- HIV cannot multiply on its own.
- HIV attaches itself to an immune system ‘T-helper’ cell, fuses with it, takes control of its DNA, replicates itself inside the cell, and then releases new HIV into the blood.
- Different HIV treatment drugs stop the virus fusing, stop it integrating its genetic code, and stop it releasing new copies of itself into the bloodstream.
Understanding how HIV infects the body is important to help explain how HIV drugs work to treat the virus. The science behind the virus and the HIV life cycle help put wider prevention, treatment, and general HIV awareness into context.
The immune system and HIV
The HIV virus attacks white blood cells, which are called T-helper cells or CD4 cells. These are important when it comes to having a healthy immune system as they help us fight off diseases and infections.
HIV cannot grow or reproduce on its own. Instead, it makes new copies of itself inside T-helper cells. This damages the immune system and gradually weakens our natural defences. This process of infected T-helper cells multiplying is called the HIV life cycle.
How quickly the virus develops depends on your overall health, how early you are diagnosed, and how well you take your treatment. It’s important to know that antiretroviral treatment will keep the immune system healthy if taken correctly, preventing the symptoms and illnesses associated with AIDS developing.
The HIV life cycle
There are several steps in the life cycle of HIV that can happen over many years. Antiretroviral treatment works by interrupting the cycle and protecting your immune system. There are different drugs offered depending on the particular stage of the HIV life cycle.
Understanding the HIV life cycle helps scientists to know how to attack the virus when it is weak and reduce its ability to multiply. Drug resistance means a person’s HIV treatment no longer prevents the virus from multiplying. This usually happens if treatment has not been taken correctly, allowing the virus to mutate.
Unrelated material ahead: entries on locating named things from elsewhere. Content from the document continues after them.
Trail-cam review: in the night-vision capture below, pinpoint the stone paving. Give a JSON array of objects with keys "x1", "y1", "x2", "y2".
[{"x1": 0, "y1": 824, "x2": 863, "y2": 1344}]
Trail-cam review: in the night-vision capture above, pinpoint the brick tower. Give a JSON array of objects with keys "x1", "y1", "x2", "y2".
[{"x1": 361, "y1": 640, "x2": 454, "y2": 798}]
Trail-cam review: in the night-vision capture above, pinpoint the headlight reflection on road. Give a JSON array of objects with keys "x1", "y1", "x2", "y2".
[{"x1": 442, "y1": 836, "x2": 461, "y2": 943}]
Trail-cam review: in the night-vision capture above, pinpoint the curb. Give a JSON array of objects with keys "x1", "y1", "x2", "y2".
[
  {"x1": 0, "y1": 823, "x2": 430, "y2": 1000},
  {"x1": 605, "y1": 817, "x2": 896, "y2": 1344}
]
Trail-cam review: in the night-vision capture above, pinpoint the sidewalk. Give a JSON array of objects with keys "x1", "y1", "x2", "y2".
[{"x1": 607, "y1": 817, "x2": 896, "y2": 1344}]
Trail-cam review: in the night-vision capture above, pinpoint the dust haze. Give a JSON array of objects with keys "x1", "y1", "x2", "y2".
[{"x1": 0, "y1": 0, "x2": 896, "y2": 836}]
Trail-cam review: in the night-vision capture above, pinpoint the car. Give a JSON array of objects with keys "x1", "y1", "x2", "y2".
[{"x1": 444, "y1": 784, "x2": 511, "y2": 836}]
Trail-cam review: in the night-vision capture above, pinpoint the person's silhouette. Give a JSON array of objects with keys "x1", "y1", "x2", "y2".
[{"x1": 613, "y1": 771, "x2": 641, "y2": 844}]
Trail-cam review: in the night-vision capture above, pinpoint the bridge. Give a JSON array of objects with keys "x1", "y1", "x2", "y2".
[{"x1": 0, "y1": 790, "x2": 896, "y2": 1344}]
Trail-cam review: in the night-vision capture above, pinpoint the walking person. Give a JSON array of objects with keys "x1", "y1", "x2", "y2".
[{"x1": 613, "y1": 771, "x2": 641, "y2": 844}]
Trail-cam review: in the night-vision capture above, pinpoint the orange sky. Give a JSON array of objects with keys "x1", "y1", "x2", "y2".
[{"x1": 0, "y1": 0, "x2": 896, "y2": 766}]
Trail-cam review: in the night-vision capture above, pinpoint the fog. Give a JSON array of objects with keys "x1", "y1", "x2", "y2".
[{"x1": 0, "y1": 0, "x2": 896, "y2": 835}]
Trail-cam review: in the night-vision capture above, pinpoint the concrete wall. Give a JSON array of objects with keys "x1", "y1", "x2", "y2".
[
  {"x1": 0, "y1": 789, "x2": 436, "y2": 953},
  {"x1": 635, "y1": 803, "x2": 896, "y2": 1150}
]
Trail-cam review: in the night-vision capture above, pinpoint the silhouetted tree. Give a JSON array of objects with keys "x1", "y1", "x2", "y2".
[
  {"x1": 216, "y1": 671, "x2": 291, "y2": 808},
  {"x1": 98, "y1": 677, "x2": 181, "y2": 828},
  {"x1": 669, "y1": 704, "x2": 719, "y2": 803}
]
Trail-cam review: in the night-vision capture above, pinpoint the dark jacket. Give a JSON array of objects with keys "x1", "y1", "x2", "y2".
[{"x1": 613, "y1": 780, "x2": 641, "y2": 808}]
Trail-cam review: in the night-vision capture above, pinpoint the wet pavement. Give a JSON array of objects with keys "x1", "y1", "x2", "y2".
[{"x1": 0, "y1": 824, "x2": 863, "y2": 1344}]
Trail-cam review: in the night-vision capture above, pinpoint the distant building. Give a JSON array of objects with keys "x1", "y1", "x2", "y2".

Stages of the HIV life cycle
1. Binding and fusion
First, the HIV virus attaches itself to a T-helper cell and releases HIV into the cell.
Drugs that can stop this part of the process are called Fusion or Entry Inhibitors.
2. Conversion and integration
Once inside the cell, HIV changes its genetic material so it can enter the nucleus of the cell and take control of it.
Drugs that can stop this part of the process are called NRTIs, NNRTIs and Integrase Inhibitors.
The cell then produces more HIV proteins that can be used to produce more HIV.
4. Assembly, budding and maturation
New HIV particles are then released from the T-helper cell into the bloodstream. These are now ready to infect other cells and begin the process all over again.
Drugs that can stop this part of the process are called Protease Inhibitors.
Antiretroviral treatment (or ART for short) uses a number of different HIV medicines to treat HIV infection. By combining different drugs that target different steps in the HIV life cycle ART is now very effective at preventing HIV from multiplying, and enables people who are on treatment to live longer, healthier lives.